Late last year, the Park Director asked us to fund and staff the planting and maintenance of the majority of the park’s gardens. Our volunteer board members redesigned these gardens with a focus on native plants and hired a local landscaping firm to install and maintain them throughout the season. We selected and purchased 16 new trees, including our lovely new redbud necklace honoring Bill Lawyer, which were planted and cared for with the help of park staff. We funded the removal of dangerous invasive plant species to thwart the growing spotted lanternfly population.
In April, we unveiled the beautiful pond-side seating area we built in partnership with the Northshield family, featuring new stone walls, a centerpiece semicircular teak bench, and new native redbud trees and gardens. It is the perfect place to pause and enjoy views of the park, pond and Long Island Sound.

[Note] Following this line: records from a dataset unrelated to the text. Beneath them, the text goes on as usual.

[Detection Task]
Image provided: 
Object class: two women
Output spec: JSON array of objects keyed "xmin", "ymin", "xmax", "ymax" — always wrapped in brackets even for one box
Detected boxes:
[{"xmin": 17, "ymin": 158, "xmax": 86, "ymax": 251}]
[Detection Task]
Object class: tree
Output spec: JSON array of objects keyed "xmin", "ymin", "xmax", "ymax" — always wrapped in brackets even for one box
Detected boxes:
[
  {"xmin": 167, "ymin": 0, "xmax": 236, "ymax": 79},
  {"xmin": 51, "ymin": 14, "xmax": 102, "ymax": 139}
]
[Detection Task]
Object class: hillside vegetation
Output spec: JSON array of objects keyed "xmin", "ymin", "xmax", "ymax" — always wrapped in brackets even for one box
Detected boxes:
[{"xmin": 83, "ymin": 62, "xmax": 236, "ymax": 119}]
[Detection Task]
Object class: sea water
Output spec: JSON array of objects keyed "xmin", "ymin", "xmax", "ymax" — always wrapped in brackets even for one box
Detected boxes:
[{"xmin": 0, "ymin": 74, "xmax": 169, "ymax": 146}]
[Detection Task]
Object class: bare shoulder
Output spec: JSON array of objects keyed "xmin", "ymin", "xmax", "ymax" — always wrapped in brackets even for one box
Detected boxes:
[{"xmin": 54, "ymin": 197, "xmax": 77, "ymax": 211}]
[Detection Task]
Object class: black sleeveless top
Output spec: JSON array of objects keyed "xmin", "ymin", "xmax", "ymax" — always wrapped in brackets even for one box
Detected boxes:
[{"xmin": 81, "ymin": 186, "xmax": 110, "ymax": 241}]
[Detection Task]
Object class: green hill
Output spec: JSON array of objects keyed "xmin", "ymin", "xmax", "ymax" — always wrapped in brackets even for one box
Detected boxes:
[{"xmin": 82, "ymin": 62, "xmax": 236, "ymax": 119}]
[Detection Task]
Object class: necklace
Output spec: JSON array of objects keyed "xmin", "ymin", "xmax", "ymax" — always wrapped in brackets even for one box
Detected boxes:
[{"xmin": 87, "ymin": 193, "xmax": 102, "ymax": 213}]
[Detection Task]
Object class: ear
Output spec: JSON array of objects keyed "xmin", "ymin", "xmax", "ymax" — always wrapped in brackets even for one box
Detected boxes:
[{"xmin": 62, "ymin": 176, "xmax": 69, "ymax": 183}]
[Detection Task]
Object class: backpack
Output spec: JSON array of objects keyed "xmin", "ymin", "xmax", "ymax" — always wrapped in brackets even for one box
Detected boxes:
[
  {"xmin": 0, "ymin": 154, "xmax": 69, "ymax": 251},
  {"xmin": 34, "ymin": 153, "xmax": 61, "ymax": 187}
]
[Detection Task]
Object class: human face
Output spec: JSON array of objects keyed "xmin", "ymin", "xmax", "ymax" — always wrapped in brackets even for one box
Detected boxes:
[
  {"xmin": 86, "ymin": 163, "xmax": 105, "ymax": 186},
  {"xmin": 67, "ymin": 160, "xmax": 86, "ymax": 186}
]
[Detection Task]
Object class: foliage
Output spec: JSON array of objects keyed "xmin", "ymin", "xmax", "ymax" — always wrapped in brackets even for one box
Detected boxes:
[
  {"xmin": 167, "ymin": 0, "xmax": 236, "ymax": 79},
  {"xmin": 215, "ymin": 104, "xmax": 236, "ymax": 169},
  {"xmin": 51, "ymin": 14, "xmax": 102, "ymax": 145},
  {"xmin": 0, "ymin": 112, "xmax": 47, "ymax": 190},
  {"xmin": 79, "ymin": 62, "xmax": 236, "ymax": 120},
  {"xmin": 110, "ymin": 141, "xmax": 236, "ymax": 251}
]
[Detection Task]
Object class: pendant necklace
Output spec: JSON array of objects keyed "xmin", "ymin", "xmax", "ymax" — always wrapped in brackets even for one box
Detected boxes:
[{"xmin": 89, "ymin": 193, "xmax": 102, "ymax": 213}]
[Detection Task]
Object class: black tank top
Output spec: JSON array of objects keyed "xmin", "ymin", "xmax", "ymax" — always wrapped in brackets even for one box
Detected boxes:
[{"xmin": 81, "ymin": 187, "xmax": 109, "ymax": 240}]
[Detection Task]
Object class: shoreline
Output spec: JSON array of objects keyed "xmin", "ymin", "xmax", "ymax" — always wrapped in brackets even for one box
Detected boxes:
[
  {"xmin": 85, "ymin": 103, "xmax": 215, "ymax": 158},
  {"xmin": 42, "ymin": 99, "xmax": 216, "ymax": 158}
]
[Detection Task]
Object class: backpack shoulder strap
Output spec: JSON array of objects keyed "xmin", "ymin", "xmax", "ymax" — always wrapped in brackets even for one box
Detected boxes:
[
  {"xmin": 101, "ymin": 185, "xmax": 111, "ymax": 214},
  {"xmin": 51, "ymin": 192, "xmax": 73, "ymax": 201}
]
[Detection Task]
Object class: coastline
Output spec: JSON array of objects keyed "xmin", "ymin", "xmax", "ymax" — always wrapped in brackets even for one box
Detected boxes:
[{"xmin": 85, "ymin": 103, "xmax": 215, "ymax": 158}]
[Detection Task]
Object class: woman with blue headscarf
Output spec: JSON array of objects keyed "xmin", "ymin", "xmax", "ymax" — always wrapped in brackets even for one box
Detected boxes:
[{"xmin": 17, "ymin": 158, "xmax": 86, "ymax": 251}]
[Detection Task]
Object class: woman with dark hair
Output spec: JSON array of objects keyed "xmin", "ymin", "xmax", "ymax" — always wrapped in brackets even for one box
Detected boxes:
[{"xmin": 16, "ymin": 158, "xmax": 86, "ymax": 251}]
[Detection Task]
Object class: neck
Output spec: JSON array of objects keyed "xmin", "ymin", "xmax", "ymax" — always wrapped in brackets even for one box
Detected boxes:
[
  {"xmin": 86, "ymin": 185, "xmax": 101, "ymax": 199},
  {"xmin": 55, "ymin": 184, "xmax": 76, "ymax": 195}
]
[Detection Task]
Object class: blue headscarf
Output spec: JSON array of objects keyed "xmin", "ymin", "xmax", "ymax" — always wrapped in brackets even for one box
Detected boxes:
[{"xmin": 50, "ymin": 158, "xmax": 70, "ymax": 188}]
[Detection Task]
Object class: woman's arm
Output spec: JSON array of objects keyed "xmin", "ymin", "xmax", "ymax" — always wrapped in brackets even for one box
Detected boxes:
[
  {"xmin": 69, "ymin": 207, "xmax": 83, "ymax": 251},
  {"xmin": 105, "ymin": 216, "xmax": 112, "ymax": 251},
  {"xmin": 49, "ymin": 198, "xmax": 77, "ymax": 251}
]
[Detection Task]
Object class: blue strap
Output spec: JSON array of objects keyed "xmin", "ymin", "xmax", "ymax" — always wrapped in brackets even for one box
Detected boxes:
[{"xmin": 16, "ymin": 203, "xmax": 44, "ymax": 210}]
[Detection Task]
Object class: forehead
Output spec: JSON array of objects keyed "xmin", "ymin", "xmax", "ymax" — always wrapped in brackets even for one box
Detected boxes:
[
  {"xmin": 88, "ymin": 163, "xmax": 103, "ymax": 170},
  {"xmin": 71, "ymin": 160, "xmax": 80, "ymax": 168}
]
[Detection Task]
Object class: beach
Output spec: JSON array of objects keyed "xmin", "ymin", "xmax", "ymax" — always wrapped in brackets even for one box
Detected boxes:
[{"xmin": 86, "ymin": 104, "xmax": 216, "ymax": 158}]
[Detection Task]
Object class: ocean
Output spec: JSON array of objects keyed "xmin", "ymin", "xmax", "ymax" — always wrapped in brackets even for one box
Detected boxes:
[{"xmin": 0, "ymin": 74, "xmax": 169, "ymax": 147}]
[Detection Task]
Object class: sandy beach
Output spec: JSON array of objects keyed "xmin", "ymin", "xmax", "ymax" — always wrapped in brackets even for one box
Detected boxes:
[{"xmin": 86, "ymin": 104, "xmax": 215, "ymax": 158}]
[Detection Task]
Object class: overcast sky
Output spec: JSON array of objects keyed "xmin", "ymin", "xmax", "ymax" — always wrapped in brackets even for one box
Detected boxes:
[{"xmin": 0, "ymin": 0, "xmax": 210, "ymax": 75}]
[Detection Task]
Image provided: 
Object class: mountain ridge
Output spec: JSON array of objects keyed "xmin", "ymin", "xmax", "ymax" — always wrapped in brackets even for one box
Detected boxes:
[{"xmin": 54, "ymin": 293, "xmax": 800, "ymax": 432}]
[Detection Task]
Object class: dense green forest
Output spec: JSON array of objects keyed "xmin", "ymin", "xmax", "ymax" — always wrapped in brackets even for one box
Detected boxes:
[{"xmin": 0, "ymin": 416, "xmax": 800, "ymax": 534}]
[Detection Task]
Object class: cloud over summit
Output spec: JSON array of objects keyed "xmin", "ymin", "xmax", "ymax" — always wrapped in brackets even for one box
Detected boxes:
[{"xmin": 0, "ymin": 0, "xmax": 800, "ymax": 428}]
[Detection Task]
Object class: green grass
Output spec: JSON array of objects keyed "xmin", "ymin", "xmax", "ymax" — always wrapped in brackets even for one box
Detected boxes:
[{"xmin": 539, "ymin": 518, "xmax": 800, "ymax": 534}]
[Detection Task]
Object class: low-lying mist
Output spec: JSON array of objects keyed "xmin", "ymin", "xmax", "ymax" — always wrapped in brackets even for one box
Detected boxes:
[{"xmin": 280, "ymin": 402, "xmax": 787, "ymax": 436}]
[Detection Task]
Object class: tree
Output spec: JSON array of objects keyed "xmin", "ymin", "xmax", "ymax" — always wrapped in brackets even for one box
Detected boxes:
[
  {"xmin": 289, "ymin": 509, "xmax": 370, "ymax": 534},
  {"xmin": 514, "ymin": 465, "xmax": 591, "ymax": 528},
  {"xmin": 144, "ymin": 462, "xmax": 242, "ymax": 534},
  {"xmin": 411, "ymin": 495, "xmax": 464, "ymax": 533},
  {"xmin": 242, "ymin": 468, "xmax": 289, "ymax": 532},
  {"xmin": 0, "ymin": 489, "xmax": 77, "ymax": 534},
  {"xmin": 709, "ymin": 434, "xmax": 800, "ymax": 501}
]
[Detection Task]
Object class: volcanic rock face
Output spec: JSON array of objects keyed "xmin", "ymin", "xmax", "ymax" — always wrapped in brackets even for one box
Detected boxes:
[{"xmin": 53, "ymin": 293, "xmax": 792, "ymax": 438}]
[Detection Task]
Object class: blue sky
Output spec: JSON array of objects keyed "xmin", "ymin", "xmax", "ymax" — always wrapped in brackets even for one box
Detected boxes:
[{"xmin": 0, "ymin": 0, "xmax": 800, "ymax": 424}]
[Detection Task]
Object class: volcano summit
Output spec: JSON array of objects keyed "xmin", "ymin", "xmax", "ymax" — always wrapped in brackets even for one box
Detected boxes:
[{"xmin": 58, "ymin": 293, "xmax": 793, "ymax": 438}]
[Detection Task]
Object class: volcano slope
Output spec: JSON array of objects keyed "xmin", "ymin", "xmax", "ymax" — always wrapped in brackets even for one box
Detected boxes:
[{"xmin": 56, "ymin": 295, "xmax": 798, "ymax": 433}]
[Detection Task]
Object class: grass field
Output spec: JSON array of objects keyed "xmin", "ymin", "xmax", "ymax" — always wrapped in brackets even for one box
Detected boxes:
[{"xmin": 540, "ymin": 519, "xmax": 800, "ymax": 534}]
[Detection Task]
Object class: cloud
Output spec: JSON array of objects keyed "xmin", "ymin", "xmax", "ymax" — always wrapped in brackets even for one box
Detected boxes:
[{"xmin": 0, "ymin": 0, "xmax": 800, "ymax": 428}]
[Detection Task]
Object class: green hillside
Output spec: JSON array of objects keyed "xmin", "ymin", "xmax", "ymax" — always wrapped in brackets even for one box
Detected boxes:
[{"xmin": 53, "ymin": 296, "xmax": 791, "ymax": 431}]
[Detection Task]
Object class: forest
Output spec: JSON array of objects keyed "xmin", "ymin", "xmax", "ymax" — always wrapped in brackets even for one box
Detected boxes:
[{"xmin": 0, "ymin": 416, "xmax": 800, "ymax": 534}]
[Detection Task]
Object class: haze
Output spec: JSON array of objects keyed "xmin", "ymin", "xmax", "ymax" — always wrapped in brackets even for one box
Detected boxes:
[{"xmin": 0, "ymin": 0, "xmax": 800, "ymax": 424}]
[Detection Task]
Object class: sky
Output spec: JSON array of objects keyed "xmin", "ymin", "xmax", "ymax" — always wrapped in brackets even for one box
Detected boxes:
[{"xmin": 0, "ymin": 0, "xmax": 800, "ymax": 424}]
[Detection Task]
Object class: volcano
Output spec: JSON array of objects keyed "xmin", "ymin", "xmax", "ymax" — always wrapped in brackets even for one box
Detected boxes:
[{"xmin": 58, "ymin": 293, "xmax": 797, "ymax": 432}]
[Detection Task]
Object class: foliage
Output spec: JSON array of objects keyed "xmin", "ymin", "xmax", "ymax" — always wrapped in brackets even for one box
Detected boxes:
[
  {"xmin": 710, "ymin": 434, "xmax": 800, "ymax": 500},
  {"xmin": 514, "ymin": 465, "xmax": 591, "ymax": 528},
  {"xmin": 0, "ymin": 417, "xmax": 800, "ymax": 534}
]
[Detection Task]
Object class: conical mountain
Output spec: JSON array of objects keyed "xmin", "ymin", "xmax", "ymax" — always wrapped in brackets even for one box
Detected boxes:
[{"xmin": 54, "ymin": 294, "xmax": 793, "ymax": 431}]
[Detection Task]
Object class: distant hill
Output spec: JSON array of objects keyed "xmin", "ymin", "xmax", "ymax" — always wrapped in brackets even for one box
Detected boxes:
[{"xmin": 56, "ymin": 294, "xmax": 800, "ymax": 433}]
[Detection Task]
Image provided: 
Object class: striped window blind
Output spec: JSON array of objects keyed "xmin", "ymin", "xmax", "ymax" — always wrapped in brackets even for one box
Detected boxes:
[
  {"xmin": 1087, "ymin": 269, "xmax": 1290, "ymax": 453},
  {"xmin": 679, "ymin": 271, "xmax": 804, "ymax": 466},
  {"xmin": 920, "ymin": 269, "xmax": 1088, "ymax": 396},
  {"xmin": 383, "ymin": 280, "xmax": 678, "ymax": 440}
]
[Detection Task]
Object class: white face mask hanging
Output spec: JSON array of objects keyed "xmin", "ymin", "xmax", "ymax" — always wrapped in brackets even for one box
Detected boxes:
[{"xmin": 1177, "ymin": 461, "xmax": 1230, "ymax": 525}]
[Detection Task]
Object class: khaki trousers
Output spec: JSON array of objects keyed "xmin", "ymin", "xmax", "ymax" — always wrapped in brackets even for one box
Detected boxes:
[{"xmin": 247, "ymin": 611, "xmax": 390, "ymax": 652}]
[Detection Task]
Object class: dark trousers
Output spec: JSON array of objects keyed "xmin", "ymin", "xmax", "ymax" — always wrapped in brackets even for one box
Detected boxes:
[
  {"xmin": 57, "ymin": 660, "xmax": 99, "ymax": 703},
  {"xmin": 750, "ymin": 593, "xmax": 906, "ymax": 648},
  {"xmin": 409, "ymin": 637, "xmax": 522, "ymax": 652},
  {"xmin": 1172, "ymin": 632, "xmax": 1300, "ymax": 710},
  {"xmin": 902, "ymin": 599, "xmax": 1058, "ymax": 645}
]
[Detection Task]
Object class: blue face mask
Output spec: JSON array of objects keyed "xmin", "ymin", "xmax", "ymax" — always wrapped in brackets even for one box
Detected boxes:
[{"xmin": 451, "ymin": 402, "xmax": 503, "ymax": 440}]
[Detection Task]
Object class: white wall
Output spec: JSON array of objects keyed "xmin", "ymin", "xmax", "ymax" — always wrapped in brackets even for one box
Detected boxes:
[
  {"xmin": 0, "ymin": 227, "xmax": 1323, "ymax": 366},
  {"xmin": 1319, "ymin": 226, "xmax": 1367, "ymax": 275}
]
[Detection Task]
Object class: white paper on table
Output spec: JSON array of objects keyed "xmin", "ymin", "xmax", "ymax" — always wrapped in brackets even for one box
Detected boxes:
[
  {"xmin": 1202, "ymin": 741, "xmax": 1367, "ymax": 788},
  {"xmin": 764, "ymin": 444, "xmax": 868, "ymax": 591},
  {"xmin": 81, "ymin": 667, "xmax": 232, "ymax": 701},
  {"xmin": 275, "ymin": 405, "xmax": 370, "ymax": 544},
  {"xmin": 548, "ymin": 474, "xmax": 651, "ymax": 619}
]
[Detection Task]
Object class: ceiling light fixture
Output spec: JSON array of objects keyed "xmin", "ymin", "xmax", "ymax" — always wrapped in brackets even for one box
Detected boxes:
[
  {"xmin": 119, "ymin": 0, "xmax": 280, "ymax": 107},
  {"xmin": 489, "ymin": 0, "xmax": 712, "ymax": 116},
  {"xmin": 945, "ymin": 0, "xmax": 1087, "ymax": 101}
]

The Friends of Rye Town Park will spend over $62,000 this year alone to beautify the park and to supplement its landscaping staff. We add these to other highlights of our work in recent years: funding the daffodil hillside, in partnership with the Little Garden Club of Rye; providing seed funding and advocacy for the Rye Poetry Path; installing the beehives near the pond, with Park Director Gold volunteering as our beekeeper, and funding the new water fountains and beachside showers which park visitors use daily. The Rye Garden Club showed their support by planting two native trees in celebration of Earth Day. We welcomed several elementary school classes to the park this year, to explore the Rye Poetry Path, help us plant gardens in front of the Tower Building and generally enjoy the park as an outdoor classroom. We run beach cleanups and other volunteer events throughout the year.
We are grateful to our generous donors who make our work possible and invite anyone who would like to contribute to our mission to do so by visiting www.friendsofrtp.org/donate.
The Park is a splendid oasis by the sea, but its historic buildings and walls are crumbling before our eyes. The grants which the Rye Town Park Commission and its team diligently seek often require that the City of Rye and the Town of Rye, who share ownership of the park, provide matching funds. We implore all elected officials to make these critical investments in park infrastructure a priority.